AŞIRI TERLEME HASTALIK HABERCİSİ
Yaşlılar, bebekler ve kronik hastalığı olanlarda terleme mekanizması ile vücut ısısının dengede tutulmasının her zaman mümkün olamayacağına dikkati çeken Dermatoloji Uzmanı Dr. Lütfiye Çoban, nem oranı yüksekse terleme suretiyle vücut ısısının yeterli düzeyde düşmeyeceğini söyledi. Şişmanlık, herhangi bir hastalığa bağlı yüksek ateş, aşırı sıvı kaybı, kalp, ruh ve sinir hastalığı, alkol ve uyuşturucu madde kullanımı, tedavi amaçlı bazı ilaç alımının da sıcak havalarda terlemeyi etkileyen diğer faktörler olduğuna vurgulayan Çoban, "Bu gibi durumlarda yükselen vücut ısısı beyin ve diğer hayati organlarda hasara yol açabilir" dedi.

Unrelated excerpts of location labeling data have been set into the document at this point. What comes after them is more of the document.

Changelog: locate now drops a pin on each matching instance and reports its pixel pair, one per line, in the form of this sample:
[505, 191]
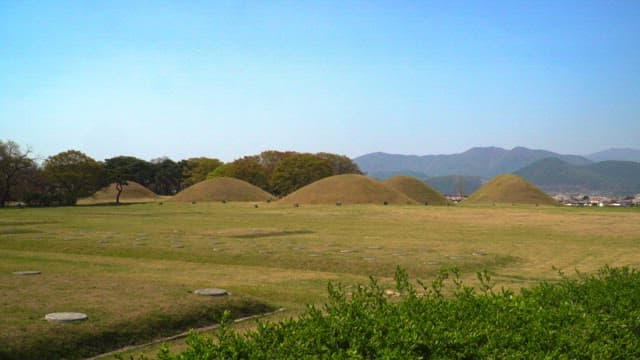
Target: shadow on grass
[76, 341]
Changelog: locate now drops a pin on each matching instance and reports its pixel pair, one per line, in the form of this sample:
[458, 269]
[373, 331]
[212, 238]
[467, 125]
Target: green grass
[125, 265]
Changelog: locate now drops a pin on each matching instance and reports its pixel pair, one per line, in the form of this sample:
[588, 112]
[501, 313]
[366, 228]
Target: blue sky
[228, 79]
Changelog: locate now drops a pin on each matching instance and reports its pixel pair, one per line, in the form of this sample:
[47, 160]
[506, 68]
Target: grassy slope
[223, 188]
[509, 188]
[93, 261]
[347, 189]
[133, 192]
[416, 189]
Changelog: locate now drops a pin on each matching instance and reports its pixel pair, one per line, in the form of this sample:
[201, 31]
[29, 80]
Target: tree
[269, 159]
[220, 171]
[340, 164]
[248, 169]
[195, 170]
[74, 174]
[167, 175]
[297, 171]
[122, 169]
[13, 162]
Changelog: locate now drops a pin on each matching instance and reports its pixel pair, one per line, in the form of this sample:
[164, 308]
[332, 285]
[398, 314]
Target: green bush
[593, 317]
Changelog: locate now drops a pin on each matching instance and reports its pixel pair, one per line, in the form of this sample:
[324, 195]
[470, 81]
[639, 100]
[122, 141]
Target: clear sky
[228, 79]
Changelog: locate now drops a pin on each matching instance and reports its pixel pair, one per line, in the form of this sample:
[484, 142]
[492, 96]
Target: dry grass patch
[347, 189]
[417, 190]
[509, 188]
[222, 189]
[131, 193]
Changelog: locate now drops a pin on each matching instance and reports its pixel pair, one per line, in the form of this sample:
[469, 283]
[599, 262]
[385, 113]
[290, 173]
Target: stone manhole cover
[26, 272]
[66, 317]
[211, 292]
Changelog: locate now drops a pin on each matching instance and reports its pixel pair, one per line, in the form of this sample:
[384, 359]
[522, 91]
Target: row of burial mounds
[343, 189]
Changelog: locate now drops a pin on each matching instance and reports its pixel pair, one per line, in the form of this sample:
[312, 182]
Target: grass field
[132, 268]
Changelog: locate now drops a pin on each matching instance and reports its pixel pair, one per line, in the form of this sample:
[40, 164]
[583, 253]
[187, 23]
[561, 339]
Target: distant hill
[384, 175]
[611, 177]
[347, 189]
[131, 193]
[222, 188]
[616, 154]
[485, 162]
[416, 189]
[509, 188]
[448, 185]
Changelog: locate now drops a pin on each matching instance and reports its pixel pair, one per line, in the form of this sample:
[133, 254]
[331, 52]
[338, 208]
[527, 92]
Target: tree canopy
[297, 171]
[195, 170]
[74, 174]
[13, 163]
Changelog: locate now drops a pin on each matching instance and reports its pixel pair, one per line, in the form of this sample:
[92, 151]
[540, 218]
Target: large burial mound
[133, 192]
[416, 189]
[512, 189]
[223, 189]
[347, 189]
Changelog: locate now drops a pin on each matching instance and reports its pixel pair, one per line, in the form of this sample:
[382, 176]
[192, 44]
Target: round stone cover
[211, 292]
[26, 272]
[66, 317]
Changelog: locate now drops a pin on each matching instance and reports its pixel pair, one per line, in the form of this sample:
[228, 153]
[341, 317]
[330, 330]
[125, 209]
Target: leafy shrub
[595, 316]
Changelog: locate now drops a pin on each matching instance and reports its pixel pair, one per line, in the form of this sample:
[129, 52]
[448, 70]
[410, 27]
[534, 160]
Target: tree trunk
[5, 193]
[119, 188]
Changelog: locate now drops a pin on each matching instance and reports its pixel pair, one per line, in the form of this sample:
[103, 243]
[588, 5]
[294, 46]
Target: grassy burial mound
[416, 189]
[131, 193]
[512, 189]
[347, 189]
[223, 188]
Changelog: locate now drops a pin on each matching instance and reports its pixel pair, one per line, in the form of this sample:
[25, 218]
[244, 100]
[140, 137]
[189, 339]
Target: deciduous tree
[250, 170]
[340, 164]
[13, 162]
[74, 174]
[195, 170]
[297, 171]
[167, 175]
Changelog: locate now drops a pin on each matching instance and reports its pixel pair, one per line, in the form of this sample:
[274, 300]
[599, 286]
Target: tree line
[63, 178]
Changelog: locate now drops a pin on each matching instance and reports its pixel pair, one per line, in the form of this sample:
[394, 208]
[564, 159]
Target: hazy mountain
[612, 177]
[384, 175]
[448, 185]
[616, 154]
[485, 162]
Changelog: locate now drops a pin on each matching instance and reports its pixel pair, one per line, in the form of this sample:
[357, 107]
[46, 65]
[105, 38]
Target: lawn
[133, 268]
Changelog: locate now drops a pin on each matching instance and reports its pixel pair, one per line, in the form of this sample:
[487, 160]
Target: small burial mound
[133, 192]
[222, 189]
[347, 189]
[509, 189]
[416, 189]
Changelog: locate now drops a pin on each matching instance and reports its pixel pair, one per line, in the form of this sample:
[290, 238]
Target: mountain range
[609, 171]
[610, 177]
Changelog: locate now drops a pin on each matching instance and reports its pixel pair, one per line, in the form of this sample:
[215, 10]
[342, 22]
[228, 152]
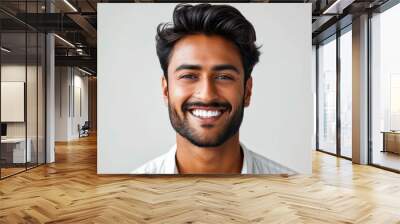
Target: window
[327, 96]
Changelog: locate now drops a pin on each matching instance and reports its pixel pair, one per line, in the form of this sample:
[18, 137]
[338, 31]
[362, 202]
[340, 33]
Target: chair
[84, 130]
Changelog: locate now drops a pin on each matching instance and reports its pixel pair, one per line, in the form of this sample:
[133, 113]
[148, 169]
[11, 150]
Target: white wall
[68, 81]
[133, 123]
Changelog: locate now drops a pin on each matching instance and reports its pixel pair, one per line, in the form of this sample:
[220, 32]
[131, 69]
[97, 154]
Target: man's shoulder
[263, 165]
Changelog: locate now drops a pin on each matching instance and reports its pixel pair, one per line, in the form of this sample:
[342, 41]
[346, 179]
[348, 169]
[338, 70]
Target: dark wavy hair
[223, 20]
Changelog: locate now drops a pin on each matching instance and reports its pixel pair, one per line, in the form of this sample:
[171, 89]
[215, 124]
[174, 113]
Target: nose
[206, 90]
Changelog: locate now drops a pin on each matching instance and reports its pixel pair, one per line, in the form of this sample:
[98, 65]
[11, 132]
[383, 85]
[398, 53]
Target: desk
[391, 141]
[13, 150]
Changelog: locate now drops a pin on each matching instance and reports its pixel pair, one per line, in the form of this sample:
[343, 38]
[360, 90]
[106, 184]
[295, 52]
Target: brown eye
[188, 76]
[224, 77]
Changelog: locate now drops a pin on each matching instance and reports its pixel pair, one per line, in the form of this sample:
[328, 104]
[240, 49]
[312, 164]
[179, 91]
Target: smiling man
[207, 56]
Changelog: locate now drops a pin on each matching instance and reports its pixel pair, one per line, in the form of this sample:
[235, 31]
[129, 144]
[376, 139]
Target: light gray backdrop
[133, 123]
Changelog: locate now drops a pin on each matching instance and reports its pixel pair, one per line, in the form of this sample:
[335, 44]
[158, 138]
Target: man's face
[205, 92]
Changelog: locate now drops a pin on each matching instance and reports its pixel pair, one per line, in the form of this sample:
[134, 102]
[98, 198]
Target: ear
[248, 91]
[164, 87]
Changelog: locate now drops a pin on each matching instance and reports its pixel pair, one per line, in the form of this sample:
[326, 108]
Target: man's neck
[226, 158]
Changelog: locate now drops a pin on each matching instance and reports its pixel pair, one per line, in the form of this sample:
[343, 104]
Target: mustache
[214, 104]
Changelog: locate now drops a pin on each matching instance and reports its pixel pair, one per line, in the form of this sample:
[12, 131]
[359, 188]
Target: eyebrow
[214, 68]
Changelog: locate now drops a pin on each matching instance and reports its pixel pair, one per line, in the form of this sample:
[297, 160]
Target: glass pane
[386, 89]
[41, 98]
[13, 89]
[327, 96]
[31, 101]
[346, 93]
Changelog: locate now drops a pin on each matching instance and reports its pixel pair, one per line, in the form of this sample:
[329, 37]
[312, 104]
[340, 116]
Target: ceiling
[76, 22]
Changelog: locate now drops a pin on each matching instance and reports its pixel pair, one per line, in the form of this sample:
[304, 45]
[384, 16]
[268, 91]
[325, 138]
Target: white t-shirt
[253, 163]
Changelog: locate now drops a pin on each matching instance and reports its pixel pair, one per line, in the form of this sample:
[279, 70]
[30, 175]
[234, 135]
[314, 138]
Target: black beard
[182, 126]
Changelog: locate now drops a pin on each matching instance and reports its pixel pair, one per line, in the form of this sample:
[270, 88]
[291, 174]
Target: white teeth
[206, 113]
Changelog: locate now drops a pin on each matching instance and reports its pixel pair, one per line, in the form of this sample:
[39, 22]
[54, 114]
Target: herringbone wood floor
[70, 191]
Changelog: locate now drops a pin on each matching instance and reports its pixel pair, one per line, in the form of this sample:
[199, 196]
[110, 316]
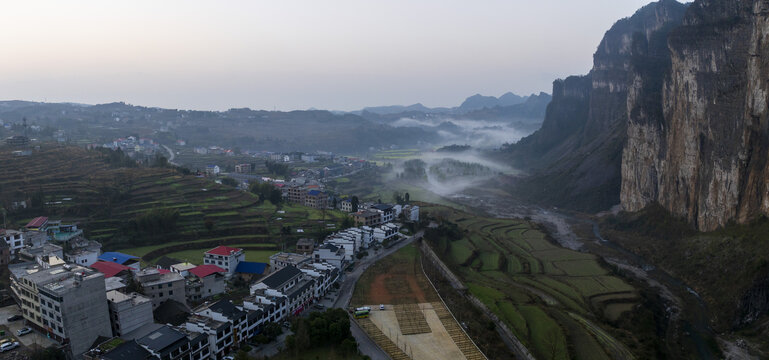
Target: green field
[150, 212]
[536, 287]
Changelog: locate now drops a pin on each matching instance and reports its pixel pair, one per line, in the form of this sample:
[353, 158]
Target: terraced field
[550, 297]
[79, 185]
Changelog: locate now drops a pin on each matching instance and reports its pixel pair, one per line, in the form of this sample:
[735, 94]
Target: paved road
[365, 344]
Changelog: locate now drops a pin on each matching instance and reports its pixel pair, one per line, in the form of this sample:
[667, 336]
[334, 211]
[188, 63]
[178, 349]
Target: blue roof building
[253, 268]
[120, 258]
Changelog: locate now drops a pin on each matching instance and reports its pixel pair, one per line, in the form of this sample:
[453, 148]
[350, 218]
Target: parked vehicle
[9, 346]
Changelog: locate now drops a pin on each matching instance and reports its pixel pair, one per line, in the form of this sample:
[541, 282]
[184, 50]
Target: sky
[295, 54]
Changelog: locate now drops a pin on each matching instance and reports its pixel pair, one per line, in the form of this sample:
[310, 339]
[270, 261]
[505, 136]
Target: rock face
[575, 157]
[700, 150]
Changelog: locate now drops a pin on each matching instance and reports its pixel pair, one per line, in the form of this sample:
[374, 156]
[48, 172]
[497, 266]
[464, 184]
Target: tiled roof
[205, 270]
[37, 222]
[109, 268]
[117, 257]
[280, 277]
[247, 267]
[223, 250]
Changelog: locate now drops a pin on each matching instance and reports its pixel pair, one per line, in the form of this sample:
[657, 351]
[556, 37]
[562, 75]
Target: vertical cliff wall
[705, 157]
[575, 158]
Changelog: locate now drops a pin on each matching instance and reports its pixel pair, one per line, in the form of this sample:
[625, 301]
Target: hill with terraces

HAYATI KABUSA ÇEVİREN TERLEMEYE SON
Dr. Lütfiye Çoban, kişinin terlemeye karşı kendi başına bazı önlemler alarak beraberinde gelebilecek bazı olumsuz durumlardan korunabileceğini ifade ederek, bölgesel aşırı terlemenin tedavisinde alternatif yöntemler kullanılmasına rağmen günümüzde rahatsızlığın tedavisi için en etkili ve kolay işlemin botoks uygulaması olduğunu söyledi. Çoban, “El ve ayaklardaki uygulama ağrılı olabileceği için tedavi öncesinde bölgesel anestezi yapılmaktadır. Koltuk altında uygulama daha ağrısız olduğu için, bu işleme özel kremlerin bir saat öncesinde terleme bölgesine sürülmesi yeterli olmaktadır. İşlemden birkaç gün sonra şikayetlerin sona erdiği görülür. Tedavinin etkisi 4-6 ay arası devam etmektedir. Bu nedenle yılda 2-3 kez tekrarlanması gerekmektedir. İşlem sonrasında hastalar, iş ya da günlük yaşamlarına hemen dönebilmektedirler” dedi.
Böbrek üstü bezinin ani olarak uyarılması ile sempatik sistemin aktive olması sonucu da bol miktarda soğuk terlemenin görüldüğünü söyleyen Dr. Lütfiye Çoban, aşırı terlemenin bir hastalık belirtisi olup olmadığını anlamak için bazı tetkiklerin yapılması gerektiğini sözlerine ekledi.
(Fatma GÖK)
SICAK HAVALARDA BESLENMEYE DİKKAT
Beslenme ve Diyet Uzmanı Fatma Gök, aşırı sıcaklarda sağlığımızı korumamız için ipuçları verdi. Yağlı besinlerin ve yağda kızartmaların tüketiminden kaçınılmasını öneren Gök, yemeklerde bitkisel sıvı yağların kullanılabileceğini belirtti. Yemekleri pişirirken kızartma ve kavurma yerine haşlama, ızgara, fırında pişirme gibi sağlıklı pişirme yöntemlerinin uygulanabileceğine dikkati çeken DiyetisyenFatma Gök, susuzluk hissi olmasa bile her gün en az 2-2,5 litre su tüketilmesi gerektiğini hatırlattı.Gök, sıvı alımında esas olanın su içmek olduğunu, su dışı sıvı alımında kahve, çay ve gazlı içeceklerin yerine süt, ayran ve taze sıkılmış meyve suyunun tercih edilmesi gerektiğini de sözlerine ekledi.